Financial capital which represents obligations, and is liquidated as money for trade, and owned by legal entities. It is in the form of capital assets, traded in financial markets. Its market value is not based on the historical accumulation of money invested but on the perception by the market of its expected revenues and of the risk entailed. Natural capital which is inherent in ecologies and protected by communities to support life, e.g. a river which provides farms with water. Infrastructural capital is non-natural support systems (e.g. clothing, shelter, roads, personal computers) that minimize need for new social trust, instruction, and natural resources. (Almost all of this is manufactured, leading to the older term manufactured capital, but some arises from interactions with natural capital, and so it makes more sense to describe it in terms of its appreciation/depreciation process, rather than its origin: much of natural capital grows back, infrastructural capital must be built and installed.) In part as a result, separate literatures have developed to describe both natural capital and social capital. Such terms reflect a wide consensus that nature and society both function in such a similar manner as traditional industrial infrastructural capital, that it is entirely appropriate to refer to them as different types of capital in themselves. In particular, they can be used in the production of other goods, are not used up immediately in the process of production, and can be enhanced (if not created) by human effort.
There is also a literature of intellectual capital and intellectual property law. However, this increasingly distinguishes means of capital investment, and collection of potential rewards for patent, copyright (creative or individual capital), and trademark (social trust or social capital) instruments.the word capital is what you have as a wealth.
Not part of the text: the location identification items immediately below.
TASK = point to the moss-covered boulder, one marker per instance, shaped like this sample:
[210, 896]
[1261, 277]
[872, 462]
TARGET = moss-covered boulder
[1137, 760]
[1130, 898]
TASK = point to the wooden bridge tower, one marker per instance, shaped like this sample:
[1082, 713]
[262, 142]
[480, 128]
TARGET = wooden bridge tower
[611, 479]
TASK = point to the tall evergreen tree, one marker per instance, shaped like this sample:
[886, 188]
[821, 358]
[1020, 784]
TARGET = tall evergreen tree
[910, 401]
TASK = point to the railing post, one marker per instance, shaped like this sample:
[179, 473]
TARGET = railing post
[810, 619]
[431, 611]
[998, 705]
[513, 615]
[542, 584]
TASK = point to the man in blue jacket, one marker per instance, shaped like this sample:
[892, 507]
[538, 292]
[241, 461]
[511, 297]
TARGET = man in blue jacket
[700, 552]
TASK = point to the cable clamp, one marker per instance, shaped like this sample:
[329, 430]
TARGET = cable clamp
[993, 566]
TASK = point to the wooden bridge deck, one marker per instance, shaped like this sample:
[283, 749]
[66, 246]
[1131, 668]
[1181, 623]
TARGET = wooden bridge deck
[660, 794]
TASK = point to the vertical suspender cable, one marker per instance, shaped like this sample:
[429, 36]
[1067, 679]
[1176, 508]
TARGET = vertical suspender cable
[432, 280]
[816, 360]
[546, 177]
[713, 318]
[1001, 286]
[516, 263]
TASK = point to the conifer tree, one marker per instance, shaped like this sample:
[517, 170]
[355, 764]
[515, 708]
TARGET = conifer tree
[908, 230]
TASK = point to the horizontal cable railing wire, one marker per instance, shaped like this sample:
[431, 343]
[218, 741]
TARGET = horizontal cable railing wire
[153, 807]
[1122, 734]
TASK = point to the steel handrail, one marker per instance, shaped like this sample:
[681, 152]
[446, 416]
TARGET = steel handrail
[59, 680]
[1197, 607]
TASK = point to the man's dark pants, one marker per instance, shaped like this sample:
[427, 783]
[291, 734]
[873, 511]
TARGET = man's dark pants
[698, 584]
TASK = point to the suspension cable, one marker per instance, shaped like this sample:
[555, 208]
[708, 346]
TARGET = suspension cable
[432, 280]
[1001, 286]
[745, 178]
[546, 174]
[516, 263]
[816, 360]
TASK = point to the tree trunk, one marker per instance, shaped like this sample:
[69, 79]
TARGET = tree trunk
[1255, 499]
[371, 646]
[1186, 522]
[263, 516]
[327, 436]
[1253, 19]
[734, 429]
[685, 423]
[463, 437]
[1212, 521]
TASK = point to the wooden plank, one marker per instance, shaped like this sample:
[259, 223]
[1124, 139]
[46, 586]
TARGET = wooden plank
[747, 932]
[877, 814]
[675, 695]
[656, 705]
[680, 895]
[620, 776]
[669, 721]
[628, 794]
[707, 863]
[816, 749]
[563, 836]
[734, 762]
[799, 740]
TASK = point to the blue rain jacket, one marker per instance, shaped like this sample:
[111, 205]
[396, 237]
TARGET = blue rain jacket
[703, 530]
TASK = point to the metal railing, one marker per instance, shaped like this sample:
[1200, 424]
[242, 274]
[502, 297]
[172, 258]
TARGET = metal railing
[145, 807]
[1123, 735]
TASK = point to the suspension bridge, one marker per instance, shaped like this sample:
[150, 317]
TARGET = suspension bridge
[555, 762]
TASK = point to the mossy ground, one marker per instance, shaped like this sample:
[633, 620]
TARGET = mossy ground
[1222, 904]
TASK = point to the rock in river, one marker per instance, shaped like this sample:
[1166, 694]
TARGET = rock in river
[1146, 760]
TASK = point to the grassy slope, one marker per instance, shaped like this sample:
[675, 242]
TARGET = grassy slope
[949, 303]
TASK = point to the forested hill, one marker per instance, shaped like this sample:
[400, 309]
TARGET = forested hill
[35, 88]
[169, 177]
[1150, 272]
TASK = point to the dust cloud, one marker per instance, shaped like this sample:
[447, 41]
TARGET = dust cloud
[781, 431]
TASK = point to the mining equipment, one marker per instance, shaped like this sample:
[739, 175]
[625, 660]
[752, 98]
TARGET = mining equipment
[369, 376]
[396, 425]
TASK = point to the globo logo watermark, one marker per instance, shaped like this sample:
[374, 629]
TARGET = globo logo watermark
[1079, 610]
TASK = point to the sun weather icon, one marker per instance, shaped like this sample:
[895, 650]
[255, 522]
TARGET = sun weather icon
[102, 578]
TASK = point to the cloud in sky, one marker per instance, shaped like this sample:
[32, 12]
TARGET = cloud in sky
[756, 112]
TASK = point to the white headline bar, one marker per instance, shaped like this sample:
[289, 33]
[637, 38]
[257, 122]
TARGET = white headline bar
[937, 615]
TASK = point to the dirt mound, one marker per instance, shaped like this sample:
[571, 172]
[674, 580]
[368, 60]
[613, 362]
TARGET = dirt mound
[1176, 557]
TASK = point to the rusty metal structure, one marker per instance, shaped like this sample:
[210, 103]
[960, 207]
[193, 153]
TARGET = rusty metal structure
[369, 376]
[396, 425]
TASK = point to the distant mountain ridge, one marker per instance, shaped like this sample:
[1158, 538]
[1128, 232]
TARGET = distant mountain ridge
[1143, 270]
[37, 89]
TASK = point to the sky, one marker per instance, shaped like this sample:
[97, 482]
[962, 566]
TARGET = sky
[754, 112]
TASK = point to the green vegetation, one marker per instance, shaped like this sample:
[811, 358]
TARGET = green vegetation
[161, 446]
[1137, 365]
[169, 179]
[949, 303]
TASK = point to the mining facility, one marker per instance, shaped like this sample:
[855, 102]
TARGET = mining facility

Capital in classical economics and beyond
Within classical economics, Adam Smith (Wealth of Nations, Book II, Chapter 1) distinguished fixed capital from circulating capital, including raw materials and intermediate products. For an enterprise, both were kinds of capital.
Karl Marx adds a distinction that is often confused with David Ricardo's. In Marxian theory, variable capital refers to a capitalist's investment in labor-power, seen as the only source of surplus-value. It is called "variable" since the amount of value it can produce varies from the amount it consumes, i.e., it creates new value. On the other hand, constant capital refers to investment in non-human factors of production, such as plant and machinery, which Marx takes to contribute only its own replacement value to the commodities it is used to produce. It is constant, in that the amount of value committed in the original investment, and the amount retrieved in the form of commodities produced, remains constant.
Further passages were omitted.